2017 yılında hayat arkadaşını kanserden kaybeden Kanadalı yönetmenin uzun yas sürecinden ilham alarak kaleme aldığı son filminde endüstriyel video tasarımcısı iş insanı Karsh Relikh (Vincent Cassel) ile tanışıyoruz. Eşi Becca’nın (Diane Kruger) kaybının acısını üzerinden atamayan ve onunla toprağın altında beraber olmak isteyen Karsh, ‘GraveTech’ adını verdiği bir teknoloji geliştiriyor. Özel üretilmiş radyoaktif kefene sarılı beden görüntülerinin mezar taşı üzerine yerleştirilmiş ekran üzerinden izlenebildiği bir düzenektir bu. Aralarında Becca’nın da bulunduğu 9 mezar kimliği meçhul bir grup tarafından tahrip edilip bağlı olduğu sistem siber saldırıya uğradığında Karsh kendini zihninde şekillendirmeye çalıştığı uluslararası bir komplo ağının içinde bulacaktır.

Komplo teorileri sizleri yanıltmasın. Cronenberg’in diyaloglara ağırlık veren metni içindeki bu sabotaj oluşumları Hitchcock’un meşhur ‘McGuffin’lerinden farklı bir şey değil aslında. Auteur sinemacının derdi ölümün nihai bir son olmayıp, devam eden bir çözülüş ve parçalanma süreci olduğuna kafa yormak. Becca’nın çürüyen bedenini yüksek çözünürlüklü bir teknoloji ile röntgenleyen Karsh, kemiklerde oluşan yeni dokuları şüpheyle karşılıyor ve bu defa karısını ölümde de kaybetmenin paranoyasına sürükleniyor.

Cronenberg’in bir söyleşisinde belirttiği üzere, paranoya ve komplo teorileri yasla baş etmek, kontrolümüz dahilinde olmayanı zihnimize kabul ettirmek için başvurduğumuz yöntemler aslında. Usta sinemacı kendisi gibi seyirciyi de kafa karışıklığı ile imtihan ettiği bu sıra dışı son çalışmasında ölümün bir son olup olmadığını tartışmaya açarken, kendi korkuları, ölüm gibi soğuk ve kaskatı kederi ile yüzleşiyor.
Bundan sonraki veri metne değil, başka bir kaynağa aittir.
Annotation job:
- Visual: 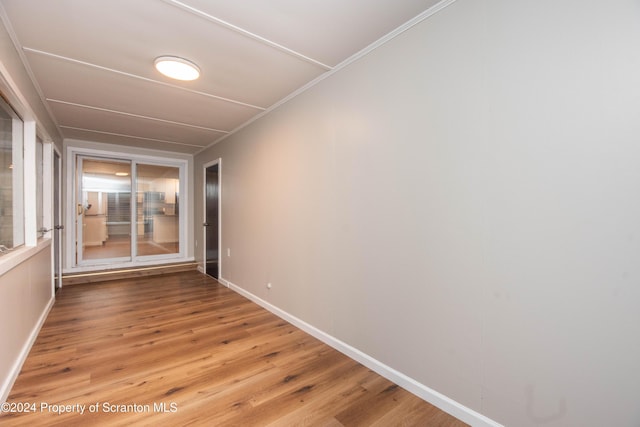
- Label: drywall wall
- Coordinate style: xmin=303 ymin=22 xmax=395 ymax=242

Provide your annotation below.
xmin=0 ymin=246 xmax=54 ymax=402
xmin=195 ymin=0 xmax=640 ymax=427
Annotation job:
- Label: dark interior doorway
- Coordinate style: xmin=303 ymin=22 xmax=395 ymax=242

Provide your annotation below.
xmin=204 ymin=163 xmax=220 ymax=279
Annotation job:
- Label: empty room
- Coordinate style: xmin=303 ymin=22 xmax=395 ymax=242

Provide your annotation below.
xmin=0 ymin=0 xmax=640 ymax=427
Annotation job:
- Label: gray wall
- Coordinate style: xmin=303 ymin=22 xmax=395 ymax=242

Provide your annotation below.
xmin=195 ymin=0 xmax=640 ymax=427
xmin=0 ymin=246 xmax=54 ymax=402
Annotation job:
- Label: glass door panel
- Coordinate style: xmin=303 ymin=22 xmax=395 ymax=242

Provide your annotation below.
xmin=77 ymin=158 xmax=132 ymax=261
xmin=136 ymin=163 xmax=180 ymax=256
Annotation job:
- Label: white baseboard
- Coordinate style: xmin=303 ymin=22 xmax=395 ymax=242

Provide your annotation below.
xmin=0 ymin=297 xmax=56 ymax=403
xmin=218 ymin=278 xmax=503 ymax=427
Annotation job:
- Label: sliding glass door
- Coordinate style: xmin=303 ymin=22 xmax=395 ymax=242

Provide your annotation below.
xmin=76 ymin=155 xmax=181 ymax=266
xmin=136 ymin=164 xmax=180 ymax=256
xmin=76 ymin=156 xmax=132 ymax=263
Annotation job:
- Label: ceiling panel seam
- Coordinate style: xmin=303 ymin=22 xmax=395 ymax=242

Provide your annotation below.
xmin=161 ymin=0 xmax=333 ymax=71
xmin=192 ymin=0 xmax=458 ymax=155
xmin=47 ymin=98 xmax=229 ymax=133
xmin=23 ymin=46 xmax=266 ymax=111
xmin=60 ymin=126 xmax=208 ymax=148
xmin=0 ymin=3 xmax=63 ymax=140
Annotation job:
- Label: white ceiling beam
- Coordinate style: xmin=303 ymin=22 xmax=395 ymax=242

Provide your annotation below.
xmin=23 ymin=46 xmax=266 ymax=111
xmin=47 ymin=98 xmax=229 ymax=133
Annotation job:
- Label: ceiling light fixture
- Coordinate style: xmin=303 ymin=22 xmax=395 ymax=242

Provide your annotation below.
xmin=154 ymin=56 xmax=200 ymax=80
Cassel fiziksel görüntüsü ile yönetmenin parlak bir alter egosuna dönüşürken, sadık bestecisi Howard Shore’un filmi gizemli kefenler gibi sarmalayan tutkulu tedirgin tınıları beden deformasyonu ve çürümenin distopik atmosferine bir kez daha hizmet ediyor.

Filmin başlarında ‘daha ne kadar karanlığa gitmeye hazırsınız’ şeklinde bir soru ortaya atılıyor. 82 yaşındaki yönetmen bu karanlığı zorluyor ve alternatif düşünce biçimleri öneriyor.